令和3年度(前期)2級建築施工管理技士 第一次検定 No.23 は、アスファルト防水工事に関する問題です。

この問題では、4つの記述のうち、最も不適当なものを選びます。

この問題で問われていること

  1. 入隅の面取り
  2. ルーフィングの重ね幅
  3. 流し張りのアスファルト
  4. 絶縁工法立上りの処理

※ 問題文そのものは建設業振興基金が公開している公式PDFで確認できます。上記は、その記述で問われている論点を整理したものです。

正解:選択肢3(これが最も不適当な記述)

ストレッチルーフィングの流し張りでは、溶けたアスファルトをルーフィングの端から少しはみ出させながら張るんです。これで端部まで密着・防水できます。

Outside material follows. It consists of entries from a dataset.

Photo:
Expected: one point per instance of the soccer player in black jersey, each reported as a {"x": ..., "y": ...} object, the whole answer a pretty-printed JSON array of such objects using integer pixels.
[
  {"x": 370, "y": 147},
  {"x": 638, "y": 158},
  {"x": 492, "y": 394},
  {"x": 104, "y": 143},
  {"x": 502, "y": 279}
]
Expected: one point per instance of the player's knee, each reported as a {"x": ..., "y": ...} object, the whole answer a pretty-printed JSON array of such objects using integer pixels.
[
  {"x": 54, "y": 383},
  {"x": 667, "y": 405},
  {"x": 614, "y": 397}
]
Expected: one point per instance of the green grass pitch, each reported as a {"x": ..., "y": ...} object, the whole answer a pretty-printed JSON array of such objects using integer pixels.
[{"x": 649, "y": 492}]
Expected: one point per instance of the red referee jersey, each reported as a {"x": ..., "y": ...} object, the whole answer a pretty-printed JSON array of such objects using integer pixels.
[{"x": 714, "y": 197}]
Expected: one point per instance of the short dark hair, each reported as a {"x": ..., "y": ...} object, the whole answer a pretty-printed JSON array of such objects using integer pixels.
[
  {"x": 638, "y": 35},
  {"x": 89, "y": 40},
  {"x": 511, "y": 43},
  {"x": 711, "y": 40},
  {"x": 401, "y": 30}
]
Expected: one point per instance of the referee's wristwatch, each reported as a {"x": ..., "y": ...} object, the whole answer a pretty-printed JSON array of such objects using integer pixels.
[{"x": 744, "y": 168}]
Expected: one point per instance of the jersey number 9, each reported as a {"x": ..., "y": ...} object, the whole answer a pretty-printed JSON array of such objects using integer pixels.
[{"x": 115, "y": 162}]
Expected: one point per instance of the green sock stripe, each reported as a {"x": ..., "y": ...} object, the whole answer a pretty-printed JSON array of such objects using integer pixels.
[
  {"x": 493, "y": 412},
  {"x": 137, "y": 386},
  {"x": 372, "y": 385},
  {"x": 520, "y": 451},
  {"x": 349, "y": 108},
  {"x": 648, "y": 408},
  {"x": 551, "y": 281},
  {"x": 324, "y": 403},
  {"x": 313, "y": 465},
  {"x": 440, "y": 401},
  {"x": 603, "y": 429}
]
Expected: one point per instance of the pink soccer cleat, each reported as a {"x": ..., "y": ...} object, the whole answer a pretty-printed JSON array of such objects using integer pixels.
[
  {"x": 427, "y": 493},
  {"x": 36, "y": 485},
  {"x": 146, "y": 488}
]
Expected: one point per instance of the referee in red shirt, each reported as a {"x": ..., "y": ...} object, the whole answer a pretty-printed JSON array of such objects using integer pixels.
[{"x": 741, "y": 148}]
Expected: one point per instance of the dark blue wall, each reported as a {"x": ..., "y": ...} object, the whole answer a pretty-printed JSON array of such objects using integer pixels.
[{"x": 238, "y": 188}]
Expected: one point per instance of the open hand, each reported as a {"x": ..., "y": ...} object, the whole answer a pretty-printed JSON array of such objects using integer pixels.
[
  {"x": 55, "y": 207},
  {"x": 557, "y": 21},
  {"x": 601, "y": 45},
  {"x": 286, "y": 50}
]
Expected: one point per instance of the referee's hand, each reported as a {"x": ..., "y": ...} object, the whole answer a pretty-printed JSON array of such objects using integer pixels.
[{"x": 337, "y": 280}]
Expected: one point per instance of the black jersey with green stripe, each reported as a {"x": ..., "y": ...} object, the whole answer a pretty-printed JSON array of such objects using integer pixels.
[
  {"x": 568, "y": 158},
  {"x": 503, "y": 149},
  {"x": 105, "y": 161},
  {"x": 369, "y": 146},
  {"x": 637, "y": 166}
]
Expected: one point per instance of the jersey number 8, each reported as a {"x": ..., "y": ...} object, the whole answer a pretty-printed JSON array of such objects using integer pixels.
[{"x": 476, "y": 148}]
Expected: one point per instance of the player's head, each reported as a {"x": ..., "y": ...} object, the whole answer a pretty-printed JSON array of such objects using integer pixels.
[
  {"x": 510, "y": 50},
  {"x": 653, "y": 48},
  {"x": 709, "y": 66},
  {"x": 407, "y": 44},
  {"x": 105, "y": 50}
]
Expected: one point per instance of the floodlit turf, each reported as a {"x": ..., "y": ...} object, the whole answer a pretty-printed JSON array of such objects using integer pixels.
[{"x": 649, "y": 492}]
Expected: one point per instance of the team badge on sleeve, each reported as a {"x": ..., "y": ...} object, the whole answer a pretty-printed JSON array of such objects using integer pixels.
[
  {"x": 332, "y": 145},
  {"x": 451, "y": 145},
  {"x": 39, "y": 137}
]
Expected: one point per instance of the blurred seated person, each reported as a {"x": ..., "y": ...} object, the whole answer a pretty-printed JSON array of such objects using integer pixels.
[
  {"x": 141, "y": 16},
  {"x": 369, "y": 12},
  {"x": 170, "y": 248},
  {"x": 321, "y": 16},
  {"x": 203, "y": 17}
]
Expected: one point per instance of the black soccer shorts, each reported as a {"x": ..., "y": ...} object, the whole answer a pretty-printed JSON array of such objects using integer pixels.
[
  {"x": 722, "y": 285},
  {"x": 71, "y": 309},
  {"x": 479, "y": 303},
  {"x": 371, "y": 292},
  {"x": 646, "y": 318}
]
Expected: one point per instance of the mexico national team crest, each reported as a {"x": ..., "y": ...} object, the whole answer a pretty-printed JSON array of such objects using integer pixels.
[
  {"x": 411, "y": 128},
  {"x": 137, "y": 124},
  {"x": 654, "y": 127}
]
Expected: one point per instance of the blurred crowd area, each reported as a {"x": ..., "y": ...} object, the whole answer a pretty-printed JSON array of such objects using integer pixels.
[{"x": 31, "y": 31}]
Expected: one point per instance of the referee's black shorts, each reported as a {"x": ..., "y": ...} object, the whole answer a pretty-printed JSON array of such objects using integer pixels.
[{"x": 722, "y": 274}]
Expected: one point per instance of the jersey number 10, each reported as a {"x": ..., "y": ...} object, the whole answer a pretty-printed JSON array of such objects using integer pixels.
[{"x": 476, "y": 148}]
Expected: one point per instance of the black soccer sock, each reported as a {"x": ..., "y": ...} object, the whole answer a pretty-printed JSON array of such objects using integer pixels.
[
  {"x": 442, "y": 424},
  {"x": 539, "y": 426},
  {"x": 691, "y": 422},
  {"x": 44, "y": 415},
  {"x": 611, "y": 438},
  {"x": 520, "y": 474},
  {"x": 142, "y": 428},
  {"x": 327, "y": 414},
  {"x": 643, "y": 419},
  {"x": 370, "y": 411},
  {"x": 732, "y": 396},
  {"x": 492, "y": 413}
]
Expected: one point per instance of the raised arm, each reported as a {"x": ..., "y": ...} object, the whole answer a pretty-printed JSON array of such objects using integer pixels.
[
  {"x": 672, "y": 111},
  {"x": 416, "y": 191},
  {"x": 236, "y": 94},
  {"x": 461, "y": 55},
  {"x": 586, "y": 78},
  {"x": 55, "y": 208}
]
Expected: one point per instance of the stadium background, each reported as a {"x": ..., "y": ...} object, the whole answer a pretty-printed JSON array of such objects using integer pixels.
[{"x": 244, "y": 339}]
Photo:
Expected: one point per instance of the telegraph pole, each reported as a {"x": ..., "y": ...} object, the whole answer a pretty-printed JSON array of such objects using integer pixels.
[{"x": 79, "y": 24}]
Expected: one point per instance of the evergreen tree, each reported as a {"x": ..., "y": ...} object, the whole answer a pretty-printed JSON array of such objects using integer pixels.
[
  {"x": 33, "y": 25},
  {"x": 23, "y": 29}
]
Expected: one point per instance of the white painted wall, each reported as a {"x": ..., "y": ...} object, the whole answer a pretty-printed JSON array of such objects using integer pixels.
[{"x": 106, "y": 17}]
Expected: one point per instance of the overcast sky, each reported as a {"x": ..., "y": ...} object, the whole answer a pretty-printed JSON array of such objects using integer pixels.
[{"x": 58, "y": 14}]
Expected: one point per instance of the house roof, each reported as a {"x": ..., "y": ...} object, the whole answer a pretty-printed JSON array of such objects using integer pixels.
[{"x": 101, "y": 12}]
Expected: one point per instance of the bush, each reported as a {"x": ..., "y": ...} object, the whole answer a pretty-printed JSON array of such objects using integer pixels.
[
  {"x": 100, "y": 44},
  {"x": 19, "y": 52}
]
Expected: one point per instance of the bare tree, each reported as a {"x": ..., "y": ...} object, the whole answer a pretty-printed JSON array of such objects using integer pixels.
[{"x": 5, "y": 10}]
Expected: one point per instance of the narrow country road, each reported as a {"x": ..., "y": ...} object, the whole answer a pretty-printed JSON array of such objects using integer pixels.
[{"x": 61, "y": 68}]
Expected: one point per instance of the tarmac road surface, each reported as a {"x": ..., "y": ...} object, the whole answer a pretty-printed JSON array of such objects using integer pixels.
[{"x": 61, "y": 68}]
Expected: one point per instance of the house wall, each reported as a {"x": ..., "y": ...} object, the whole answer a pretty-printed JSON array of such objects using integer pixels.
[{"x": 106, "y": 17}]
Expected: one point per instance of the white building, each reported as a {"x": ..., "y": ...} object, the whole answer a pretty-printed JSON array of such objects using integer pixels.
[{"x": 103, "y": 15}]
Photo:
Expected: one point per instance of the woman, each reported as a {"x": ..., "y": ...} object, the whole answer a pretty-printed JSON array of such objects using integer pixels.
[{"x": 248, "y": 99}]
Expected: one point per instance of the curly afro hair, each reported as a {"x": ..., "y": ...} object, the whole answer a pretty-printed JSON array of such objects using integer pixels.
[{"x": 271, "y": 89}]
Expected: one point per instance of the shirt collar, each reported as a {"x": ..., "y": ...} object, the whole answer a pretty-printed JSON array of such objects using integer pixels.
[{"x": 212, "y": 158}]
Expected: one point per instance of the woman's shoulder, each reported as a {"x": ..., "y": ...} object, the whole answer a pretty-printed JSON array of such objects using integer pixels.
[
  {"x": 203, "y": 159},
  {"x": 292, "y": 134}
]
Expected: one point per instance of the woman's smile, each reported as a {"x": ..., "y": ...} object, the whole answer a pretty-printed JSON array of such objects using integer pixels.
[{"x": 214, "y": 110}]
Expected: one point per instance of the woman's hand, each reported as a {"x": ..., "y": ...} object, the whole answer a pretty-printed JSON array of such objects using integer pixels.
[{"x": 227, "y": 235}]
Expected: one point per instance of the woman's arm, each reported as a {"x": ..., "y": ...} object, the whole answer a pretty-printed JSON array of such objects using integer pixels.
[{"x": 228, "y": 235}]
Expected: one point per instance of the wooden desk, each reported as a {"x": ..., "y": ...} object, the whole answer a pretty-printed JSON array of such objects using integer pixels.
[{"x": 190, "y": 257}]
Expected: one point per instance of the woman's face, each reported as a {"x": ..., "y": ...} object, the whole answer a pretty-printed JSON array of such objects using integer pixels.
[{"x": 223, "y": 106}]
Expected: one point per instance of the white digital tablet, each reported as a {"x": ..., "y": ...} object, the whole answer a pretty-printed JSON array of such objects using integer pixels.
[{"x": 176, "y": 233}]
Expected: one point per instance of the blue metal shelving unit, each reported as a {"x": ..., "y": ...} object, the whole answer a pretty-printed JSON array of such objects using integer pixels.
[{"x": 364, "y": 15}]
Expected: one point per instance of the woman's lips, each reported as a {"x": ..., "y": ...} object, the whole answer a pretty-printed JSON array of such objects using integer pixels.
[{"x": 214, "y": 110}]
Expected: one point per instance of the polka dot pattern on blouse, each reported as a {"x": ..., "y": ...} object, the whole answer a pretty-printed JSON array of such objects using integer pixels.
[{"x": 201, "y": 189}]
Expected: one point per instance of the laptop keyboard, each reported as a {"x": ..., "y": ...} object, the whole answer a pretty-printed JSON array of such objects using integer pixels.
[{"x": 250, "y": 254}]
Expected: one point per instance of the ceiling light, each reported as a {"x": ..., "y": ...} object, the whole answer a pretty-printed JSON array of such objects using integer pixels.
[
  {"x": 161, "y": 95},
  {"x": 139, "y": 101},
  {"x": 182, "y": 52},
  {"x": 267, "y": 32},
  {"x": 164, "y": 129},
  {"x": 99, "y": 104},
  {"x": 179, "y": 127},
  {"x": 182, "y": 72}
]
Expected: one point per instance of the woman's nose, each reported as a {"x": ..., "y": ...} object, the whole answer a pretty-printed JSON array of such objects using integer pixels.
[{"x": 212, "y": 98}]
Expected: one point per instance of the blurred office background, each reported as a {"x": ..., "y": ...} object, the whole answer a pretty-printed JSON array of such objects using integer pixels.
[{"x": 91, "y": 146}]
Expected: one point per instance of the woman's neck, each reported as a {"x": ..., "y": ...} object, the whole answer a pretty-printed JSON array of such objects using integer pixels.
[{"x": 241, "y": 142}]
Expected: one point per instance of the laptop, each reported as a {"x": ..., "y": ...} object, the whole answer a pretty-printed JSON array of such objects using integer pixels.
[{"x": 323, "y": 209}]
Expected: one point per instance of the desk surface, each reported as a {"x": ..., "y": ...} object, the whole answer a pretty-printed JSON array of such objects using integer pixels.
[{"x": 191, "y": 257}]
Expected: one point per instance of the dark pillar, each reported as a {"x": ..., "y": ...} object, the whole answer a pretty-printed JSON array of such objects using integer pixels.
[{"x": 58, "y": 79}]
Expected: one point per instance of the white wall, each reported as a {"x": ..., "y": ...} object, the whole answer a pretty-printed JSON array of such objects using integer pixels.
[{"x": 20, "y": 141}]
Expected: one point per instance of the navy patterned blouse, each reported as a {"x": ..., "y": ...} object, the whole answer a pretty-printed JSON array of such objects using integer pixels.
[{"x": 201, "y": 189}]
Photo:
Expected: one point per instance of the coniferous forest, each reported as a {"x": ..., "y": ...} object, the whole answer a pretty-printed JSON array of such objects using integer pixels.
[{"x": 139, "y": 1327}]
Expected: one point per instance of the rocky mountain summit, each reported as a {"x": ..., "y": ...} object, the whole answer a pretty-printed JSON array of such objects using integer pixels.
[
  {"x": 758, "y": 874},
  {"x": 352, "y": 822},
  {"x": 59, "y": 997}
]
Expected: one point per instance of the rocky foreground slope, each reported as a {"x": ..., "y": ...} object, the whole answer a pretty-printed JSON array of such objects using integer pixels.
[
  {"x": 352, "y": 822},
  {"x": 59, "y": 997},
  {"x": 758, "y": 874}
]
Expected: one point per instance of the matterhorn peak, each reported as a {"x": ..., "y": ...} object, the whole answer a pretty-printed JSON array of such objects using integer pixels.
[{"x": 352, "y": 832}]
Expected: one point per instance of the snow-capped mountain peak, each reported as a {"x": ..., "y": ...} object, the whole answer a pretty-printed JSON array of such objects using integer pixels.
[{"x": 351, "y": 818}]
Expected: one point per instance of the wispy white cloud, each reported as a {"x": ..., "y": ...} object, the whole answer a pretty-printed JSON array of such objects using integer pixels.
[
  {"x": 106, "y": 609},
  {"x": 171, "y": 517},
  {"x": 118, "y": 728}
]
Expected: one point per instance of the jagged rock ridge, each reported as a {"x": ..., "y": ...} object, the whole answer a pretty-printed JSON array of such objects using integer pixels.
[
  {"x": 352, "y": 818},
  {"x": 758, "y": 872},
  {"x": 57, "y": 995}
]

選択肢3はアスファルトがはみ出さないように押し付けるとしていますが、端部の密着が不足するため誤りです。正しくは端からアスファルトが少しはみ出すように張るわけです。

各選択肢の正誤

選択肢 正誤 解説
1 ○(正しい) 入隅は通りよく45°の面取りとする
2 ○(正しい) 平場のルーフィング重ね幅は長手・幅方向とも100mm以上
3 ×(誤り) 流し張りは端からアスファルトを少しはみ出させながら張る
4 ○(正しい) 砂付あなあきルーフィングの絶縁工法立上りは省略する

選択肢3のポイント(ここが誤り)

流し張りは、溶融アスファルトを流しながらルーフィングを張る工法です。

ルーフィングの端からアスファルトがわずかにはみ出すくらいにすると、端部まですき間なく密着し防水層が連続します。はみ出さないように張ると端部に密着不足が生じます。

ザックリ言えば、流し張りは「端からアスファルトがはみ出すように」が正しい、ということです。

覚え方

  • 流し張り=端からアスファルトをはみ出させる
  • 重ね幅=長手・幅方向とも100mm以上
  • 入隅は45°面取り

一問一答

Q.

ストレッチルーフィングの流し張りでアスファルトはどうするか。

端から少しはみ出すように張ります。端部の密着のためです。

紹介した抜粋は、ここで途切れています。